Clair Danes just won an emmy for a cartoon performance so exaggerated and bizarre that it belongs in a time capsule to be studied by future generations. It is no less camp than poor Lindsay Lohan’s bio-pic turn as Liz Taylor. So what is at work that allows one to be rewarded, to be applauded seriously, and one to be this season’s camp laugh fest? Well, admittedly the bio pic in question was never really intended as more than an ironic giggle, while the other is framed as “drama” — a prestige TV product where Danes is surrounded by ‘prestige’ actors. Yet that is only part of the explanation. There is more at work, and it would require a close reading of these performances to unearth the particulars. My sense, though, is that Danes bi polar CIA operative is a specific white male fantasy. The talented woman, still in need of male rescue.

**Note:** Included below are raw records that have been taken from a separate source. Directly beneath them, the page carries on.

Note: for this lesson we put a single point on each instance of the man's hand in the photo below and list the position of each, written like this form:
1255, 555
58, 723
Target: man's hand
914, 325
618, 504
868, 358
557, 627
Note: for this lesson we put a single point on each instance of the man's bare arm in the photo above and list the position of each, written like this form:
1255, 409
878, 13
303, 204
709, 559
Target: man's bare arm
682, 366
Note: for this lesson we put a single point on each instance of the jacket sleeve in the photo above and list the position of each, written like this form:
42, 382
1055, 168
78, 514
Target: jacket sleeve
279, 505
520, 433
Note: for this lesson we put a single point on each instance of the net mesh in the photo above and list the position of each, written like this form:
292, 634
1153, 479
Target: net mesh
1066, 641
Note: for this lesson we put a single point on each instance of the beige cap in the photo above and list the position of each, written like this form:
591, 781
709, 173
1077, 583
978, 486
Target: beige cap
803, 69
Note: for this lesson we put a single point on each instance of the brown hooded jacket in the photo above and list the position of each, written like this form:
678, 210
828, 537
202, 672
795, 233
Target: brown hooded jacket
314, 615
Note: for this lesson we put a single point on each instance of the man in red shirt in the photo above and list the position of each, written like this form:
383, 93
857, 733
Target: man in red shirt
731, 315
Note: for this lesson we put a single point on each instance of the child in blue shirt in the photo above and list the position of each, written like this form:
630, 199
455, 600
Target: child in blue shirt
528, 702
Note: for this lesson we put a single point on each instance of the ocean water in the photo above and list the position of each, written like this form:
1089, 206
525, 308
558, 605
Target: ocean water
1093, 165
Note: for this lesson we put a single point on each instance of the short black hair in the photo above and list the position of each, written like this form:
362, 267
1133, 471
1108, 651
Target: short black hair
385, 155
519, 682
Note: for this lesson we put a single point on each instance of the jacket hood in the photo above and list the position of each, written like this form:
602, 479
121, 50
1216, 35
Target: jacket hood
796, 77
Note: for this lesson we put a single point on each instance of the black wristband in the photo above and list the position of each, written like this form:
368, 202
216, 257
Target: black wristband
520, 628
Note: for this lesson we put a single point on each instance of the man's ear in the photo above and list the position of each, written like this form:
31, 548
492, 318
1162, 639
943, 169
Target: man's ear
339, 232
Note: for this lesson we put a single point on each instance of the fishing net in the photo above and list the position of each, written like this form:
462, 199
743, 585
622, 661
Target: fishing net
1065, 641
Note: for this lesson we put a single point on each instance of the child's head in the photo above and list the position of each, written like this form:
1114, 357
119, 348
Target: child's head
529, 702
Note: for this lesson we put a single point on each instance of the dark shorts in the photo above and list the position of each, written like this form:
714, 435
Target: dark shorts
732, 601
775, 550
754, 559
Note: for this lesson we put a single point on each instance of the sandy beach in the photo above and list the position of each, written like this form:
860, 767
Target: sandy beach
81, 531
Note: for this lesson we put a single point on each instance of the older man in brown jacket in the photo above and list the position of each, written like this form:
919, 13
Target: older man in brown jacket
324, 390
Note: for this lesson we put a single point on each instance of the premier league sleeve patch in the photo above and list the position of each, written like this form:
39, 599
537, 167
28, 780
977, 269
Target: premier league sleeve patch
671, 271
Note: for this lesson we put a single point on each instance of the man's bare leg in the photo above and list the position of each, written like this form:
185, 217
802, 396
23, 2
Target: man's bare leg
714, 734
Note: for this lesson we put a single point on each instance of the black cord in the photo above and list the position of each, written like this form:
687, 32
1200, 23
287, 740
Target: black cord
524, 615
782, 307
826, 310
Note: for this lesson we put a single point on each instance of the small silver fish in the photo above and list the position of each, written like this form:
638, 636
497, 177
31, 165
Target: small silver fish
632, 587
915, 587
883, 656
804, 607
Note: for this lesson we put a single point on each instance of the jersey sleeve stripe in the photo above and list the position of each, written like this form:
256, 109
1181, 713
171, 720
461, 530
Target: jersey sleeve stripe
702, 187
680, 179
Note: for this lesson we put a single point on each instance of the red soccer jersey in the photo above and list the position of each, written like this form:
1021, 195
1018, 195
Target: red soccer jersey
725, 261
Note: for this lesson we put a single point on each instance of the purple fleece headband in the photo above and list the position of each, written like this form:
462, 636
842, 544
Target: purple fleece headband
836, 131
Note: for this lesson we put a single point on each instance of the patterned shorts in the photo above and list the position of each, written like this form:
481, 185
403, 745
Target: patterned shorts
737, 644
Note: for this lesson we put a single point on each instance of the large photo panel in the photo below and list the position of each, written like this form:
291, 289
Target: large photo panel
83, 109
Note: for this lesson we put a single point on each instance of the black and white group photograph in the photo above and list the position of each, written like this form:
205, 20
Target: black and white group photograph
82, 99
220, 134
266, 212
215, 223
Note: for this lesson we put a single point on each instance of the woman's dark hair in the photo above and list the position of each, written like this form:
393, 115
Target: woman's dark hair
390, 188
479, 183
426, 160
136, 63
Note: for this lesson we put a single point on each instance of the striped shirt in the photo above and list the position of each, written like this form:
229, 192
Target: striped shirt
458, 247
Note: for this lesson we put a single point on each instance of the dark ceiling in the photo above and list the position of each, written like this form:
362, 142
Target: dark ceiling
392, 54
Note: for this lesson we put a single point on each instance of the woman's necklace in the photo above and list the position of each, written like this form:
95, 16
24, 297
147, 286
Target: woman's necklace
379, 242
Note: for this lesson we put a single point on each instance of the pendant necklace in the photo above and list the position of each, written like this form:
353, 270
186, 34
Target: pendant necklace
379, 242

The constant reinforcement of a white supremicist narrative permeates corporate entertainment. Almost everything is couched in these terms. As the sense of impotence intensifies, the narratives double down on their insistence. It seems important that any analysis of film and TV, and really of any narrative, recognize this — and start to identify the ways in which it occurs in acting, as well as in image. Cultural tourism appears in Ben Affleck visiting war criminals in Africa, accompanied by spook to the stars John Pendergrast … or any UNESCO photo op….
(see Keith Harmon Snow….http://www.consciousbeingalliance.com/2012/08/us-agents-of-covert-war-in-africa/)
or in any liberal paternalistic guide to the rescue of the world’s poor. Especially in that need to bomb them into gratitude. It appears in crap genre TV like Hawaii Five O or in prestige exercises in authenticity like Killing Them Softly. The prestige work, in this latter case, is remarkably well made … and hence even more insidious.
The Pentagon’s holdings are larger than Hungary or North Korea, and it gives out contracts greater than the GNP of Portugal — its fingerprints are on all of this, even down to the most purile reality show. So, its Joey Greco to Brad Pitt, Claire Danes to Ben Affleck — it is MSNBC and it is FOX News. The structural setting is white supremicism, and pro Capitalism. Any chance for artwork to step outside this requires first that it be recognized.